You haven’t seen a larger set of eyes on an anime character when it finally clicked for me.

That means that all this time, every friendship, every relationship, every misunderstanding, and every lost job is because I tried to fix the problem instead of saying, “Awww! That sucks!”

So, all of these hours-long, deeply traumatizing conversations had to happen just because not one person took 5 minutes out of their day to explain that’s what they wanted and needed to hear?

“Awww! That sucks!” is what could have saved relationships and stopped the Titanic from sinking, and not one human being ever thought in their raging tirades at me to mention it?

Do you have ANY idea how painful that feels? To know that you have tried every single solitary thing you can think of to make communication work between yourself and another person, and it was something THAT SIMPLE the entire time?

Autistic people don’t know to communicate that way. Our natural inclination is to fix the problem. It’s our way of not only empathizing with you but trying to make sure you never have to go through it again!

To us, and it may not feel this way to NTs, but to us, “Awww! That sucks!” sounds horrible! It sounds so trite and contrived and meaningless. It literally sounds INSULTING! Like we’re saying, “Well, life sucks. Oh, well. Anyway, did you see that new reality show?”

And that’s what you’ve needed this entire time.
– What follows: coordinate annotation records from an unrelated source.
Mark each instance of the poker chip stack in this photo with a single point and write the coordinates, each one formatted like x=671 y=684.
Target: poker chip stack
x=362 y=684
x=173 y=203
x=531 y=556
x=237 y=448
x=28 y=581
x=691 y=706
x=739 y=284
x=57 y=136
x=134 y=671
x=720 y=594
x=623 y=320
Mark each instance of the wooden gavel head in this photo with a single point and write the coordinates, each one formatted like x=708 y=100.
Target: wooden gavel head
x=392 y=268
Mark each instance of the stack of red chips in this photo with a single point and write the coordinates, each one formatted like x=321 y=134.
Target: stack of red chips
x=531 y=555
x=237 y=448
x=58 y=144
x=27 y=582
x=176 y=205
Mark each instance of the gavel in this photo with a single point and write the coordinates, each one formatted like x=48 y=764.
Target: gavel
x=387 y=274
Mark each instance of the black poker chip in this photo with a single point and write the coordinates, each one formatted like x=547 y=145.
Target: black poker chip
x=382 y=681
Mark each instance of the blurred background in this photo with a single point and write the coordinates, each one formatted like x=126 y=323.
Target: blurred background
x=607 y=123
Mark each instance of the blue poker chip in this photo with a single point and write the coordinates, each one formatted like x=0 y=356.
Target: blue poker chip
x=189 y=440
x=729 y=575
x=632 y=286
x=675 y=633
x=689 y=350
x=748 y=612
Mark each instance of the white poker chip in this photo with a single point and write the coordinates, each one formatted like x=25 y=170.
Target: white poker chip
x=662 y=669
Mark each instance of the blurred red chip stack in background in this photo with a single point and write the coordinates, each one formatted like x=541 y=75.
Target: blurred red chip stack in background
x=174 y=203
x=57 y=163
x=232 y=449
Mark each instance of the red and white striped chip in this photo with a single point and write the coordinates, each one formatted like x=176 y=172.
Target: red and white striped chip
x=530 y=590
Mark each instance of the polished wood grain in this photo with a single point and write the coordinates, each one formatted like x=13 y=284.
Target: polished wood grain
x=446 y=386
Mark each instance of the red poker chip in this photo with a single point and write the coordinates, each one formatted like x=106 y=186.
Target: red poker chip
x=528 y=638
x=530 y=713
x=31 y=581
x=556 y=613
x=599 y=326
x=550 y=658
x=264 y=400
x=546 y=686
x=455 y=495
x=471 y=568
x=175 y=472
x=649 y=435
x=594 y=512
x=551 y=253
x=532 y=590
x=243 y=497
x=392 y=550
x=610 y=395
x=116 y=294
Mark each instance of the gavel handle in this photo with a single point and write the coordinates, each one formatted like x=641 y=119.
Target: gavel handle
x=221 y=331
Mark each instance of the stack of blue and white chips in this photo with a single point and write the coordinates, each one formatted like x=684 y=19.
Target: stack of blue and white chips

That’s the glue that holds NT relationships together and makes you feel as though the person you’re speaking to has empathy. That’s the secret that nobody bothered to clue us in on while they were firing us, breaking up with us, abusing us, or mistreating us in some other way.

That is what gives NT people who don’t know much about autism believe that we don’t have empathy because we didn’t know we were supposed to use those words or similar to acknowledge your feelings before offering advice or instead of?

That’s why some people are trying to destroy us? That?

I’m sobbing writing this.

Neurodivergent people (most of us) have empathy in spades. Too much of it, in fact. And these misunderstandings could have been so easily avoided if just one person told us what NT people expected.

I wouldn’t know now if it hadn’t been for my ex. I would not have a clue in this world, and people would still be raging at me, and I would not know why.